The default answer is no you cant.
It doesnt matter whether the image is of faces buildings or anything else. Heres how it basically works.
When someone presses the shutter on a camera the image formed is copyright to that person. Just the image mind you. By default every piece of artistic creation is copyright. The person holding the rights to an image can put it up on their own website and they still retain those copy rights.
However, some people often disclaim their copyright and then the image goes into the public domain and is free to use by anyone for any purpose for no fee. You can search for a public domain photo of green carpet and your good to go. Often the image will be tagged as public domain or CC0.
A person who holds the copy rights may at their discretion offer a license. The license terms can be anything they want and its up to you whether you want to accept them or not. If theres an argument about the terms then it ends up in court and it costs money on both sides. To prevent that argument being done over and over for a zillion different wordings of license terms some sensible group came up with the idea of standardizing a set of license formats which have been well chewed over by lawyers so that they ought to stand up in court. There are many of these but a set called Creative Commons is a group of licenses. The license may say that you can use the image but only for non commercial projects. Or it may say you can use it commercially but you must credit the copyright holder when you do. Sometimes it says you can modify the image and sometimes its whats called ND or non derivative.
If you get a license that is CC-BY-SA for example thats creative commons, credit the copyright holder and also that you must include the statement that any derivative work is also tagged with the same license. In this way you can use the photo of green carpet and sell it in a product but you must mention the original author and also all items that you sell that use the carpet texture must also be allowed to be used by other people in a CC-BY-SA way.
If you want my opinion then either get hold of definitely public domain images or ones marked as CC0 which is to say they are public domain. Or take the photo yourself and save the hassle of looking.

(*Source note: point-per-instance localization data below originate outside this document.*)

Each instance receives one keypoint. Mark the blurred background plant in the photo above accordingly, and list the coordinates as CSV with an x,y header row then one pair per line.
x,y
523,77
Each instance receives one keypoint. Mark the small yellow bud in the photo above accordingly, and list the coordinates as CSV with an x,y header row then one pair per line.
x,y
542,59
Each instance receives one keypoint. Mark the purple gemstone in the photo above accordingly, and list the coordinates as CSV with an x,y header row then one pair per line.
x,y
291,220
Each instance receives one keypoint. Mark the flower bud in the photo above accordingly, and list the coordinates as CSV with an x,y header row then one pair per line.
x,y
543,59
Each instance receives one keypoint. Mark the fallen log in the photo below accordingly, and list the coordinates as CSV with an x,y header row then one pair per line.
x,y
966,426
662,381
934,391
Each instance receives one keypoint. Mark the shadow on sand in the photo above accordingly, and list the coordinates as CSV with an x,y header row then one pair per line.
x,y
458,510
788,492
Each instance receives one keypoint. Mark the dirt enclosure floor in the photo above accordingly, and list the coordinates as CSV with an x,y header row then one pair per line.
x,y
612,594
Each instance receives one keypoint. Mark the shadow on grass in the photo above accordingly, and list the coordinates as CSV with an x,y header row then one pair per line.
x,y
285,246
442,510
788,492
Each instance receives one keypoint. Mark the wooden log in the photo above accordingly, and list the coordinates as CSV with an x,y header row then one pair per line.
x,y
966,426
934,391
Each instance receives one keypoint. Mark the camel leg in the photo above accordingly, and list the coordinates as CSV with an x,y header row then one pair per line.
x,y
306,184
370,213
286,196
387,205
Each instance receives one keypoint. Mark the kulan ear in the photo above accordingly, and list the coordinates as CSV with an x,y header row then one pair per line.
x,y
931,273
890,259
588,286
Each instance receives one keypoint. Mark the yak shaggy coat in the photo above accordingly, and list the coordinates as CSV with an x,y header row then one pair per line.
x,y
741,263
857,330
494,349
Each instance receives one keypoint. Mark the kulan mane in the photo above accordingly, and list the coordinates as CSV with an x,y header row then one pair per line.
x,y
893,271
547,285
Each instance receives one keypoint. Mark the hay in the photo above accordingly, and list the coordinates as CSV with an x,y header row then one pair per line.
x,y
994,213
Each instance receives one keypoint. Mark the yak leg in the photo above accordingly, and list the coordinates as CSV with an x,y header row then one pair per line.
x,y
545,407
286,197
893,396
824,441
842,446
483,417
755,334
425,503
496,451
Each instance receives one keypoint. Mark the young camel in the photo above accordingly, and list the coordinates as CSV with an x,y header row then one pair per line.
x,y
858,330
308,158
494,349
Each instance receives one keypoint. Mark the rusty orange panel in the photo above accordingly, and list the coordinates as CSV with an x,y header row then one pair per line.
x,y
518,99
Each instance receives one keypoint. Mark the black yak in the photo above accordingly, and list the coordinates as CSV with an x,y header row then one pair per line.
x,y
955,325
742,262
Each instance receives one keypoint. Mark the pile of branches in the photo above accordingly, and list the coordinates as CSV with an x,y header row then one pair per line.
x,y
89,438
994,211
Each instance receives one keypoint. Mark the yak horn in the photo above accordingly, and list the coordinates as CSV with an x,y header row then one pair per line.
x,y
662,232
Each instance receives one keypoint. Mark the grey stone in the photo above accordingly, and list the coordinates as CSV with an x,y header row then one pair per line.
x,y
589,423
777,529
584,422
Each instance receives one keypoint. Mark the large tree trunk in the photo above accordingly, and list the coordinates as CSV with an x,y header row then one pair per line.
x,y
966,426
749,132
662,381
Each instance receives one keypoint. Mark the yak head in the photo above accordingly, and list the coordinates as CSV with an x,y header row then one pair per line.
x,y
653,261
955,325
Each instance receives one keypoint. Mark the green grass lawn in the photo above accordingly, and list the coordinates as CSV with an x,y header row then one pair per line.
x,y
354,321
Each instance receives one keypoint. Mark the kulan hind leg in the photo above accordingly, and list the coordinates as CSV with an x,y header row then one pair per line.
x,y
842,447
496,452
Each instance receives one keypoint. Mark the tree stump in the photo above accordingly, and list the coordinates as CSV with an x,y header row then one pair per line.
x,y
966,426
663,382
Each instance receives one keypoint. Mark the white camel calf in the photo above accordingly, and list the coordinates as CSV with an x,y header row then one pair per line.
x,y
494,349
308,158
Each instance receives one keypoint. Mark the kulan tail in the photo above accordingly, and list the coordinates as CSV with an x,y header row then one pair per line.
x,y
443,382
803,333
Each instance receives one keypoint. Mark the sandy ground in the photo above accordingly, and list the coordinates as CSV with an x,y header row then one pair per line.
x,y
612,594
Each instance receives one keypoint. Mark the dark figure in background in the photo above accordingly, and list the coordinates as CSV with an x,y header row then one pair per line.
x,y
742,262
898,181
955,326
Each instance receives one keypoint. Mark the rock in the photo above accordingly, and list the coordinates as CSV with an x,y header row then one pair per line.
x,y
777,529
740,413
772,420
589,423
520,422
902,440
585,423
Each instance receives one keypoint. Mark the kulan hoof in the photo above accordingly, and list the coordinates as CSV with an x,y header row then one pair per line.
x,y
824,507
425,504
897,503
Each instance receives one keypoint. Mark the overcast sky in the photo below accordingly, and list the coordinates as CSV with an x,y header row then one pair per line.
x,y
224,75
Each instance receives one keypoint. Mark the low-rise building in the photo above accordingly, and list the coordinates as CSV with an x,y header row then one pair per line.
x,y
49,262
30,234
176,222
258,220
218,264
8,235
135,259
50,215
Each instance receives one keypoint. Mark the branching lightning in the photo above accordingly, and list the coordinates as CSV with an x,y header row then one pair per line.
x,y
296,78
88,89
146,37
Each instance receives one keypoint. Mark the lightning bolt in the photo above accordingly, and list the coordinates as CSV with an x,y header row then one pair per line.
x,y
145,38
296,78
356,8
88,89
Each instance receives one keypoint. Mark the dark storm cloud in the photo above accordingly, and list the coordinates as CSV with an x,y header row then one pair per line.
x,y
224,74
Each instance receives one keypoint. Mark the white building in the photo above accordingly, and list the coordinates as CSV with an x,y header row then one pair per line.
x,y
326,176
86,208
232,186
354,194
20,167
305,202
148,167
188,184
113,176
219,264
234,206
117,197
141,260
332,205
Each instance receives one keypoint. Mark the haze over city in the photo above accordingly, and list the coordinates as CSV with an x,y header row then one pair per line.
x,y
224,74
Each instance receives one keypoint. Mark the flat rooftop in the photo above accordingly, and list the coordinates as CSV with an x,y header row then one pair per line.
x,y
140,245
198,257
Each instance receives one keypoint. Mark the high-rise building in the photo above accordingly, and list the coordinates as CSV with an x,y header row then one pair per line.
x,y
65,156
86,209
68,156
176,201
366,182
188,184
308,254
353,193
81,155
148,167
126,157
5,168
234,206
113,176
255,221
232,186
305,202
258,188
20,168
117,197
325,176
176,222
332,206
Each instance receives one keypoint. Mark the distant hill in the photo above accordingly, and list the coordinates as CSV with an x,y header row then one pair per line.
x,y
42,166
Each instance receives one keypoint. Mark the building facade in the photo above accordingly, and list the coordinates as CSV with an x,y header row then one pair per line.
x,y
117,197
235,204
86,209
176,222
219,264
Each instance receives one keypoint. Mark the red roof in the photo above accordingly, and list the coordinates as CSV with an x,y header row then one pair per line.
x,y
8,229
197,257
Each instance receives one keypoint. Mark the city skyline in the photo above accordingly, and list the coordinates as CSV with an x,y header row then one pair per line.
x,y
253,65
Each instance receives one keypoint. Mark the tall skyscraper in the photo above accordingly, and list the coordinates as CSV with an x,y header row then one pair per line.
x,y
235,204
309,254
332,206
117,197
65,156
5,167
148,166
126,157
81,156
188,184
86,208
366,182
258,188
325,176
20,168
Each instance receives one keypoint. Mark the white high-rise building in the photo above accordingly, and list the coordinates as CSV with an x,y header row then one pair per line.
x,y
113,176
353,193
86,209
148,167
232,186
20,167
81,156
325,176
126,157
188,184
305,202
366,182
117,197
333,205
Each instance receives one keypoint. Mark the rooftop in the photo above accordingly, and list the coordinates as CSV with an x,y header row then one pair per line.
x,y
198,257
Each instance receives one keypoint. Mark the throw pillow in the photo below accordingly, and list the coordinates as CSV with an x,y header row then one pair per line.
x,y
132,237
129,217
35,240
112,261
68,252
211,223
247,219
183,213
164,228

Now if you take a photo of peoples faces for commercial reasons then you may need to get their permission and statement saying you could. If they are in a public place with no expectation of privacy then your normally ok to do it but most journalists etc would ask if its not a public figure.
If you take a photo that contains other peoples artwork then you may be in breech of copyright. This has extended to cars, buildings and basically anything that has some design element to it. You may also have trouble with trademark issues if you copy and promote an image which contains a trademark if there is any likelihood that there would possibly be any confusion as to who is selling the item.
So yeah, nightmare. My opinion is to use only images that have a definite license statement your prepared to stick with or take all your own photos and draw your own stuff.
Specifically for textures you ought to be able to find public domain textures. You can use google images and set the usage rights to narrow down the search pretty well. Lots of websites offer up public domain images such as Pixabay - https://pixabay.com
See also: WikiCommons - https://commons.wikimedia.org/wiki/Main_Page
Click on any of their images and it comes up with a load of blurb. Somewhere in it will be the license. For example todays image has this:
Code:
I, the copyright holder of this work, hereby publish it under the following license:
Creative Commons attribution share alike
This file is licensed under the Creative Commons Attribution-Share Alike 3.0 Unported license.
You are free:
to share – to copy, distribute and transmit the work
to remix – to adapt the work
Under the following conditions:
attribution – You must attribute the work in the manner specified by the author or licensor (but not in any way that suggests that they endorse you or your use of the work).
share alike – If you alter, transform, or build upon this work, you may distribute the resulting work only under the same or similar license to this one.
Which means you could take it, modify it, but whatever derivative you publish using it has to have the same license. So you could print it on a T shirt and even sell the T shirt but you would have to make it clear that the image came from that author and its CC-BY-SA licensed. Someone else could take the image from your T shirt and make another derivative of it and sell that too with the same conditions.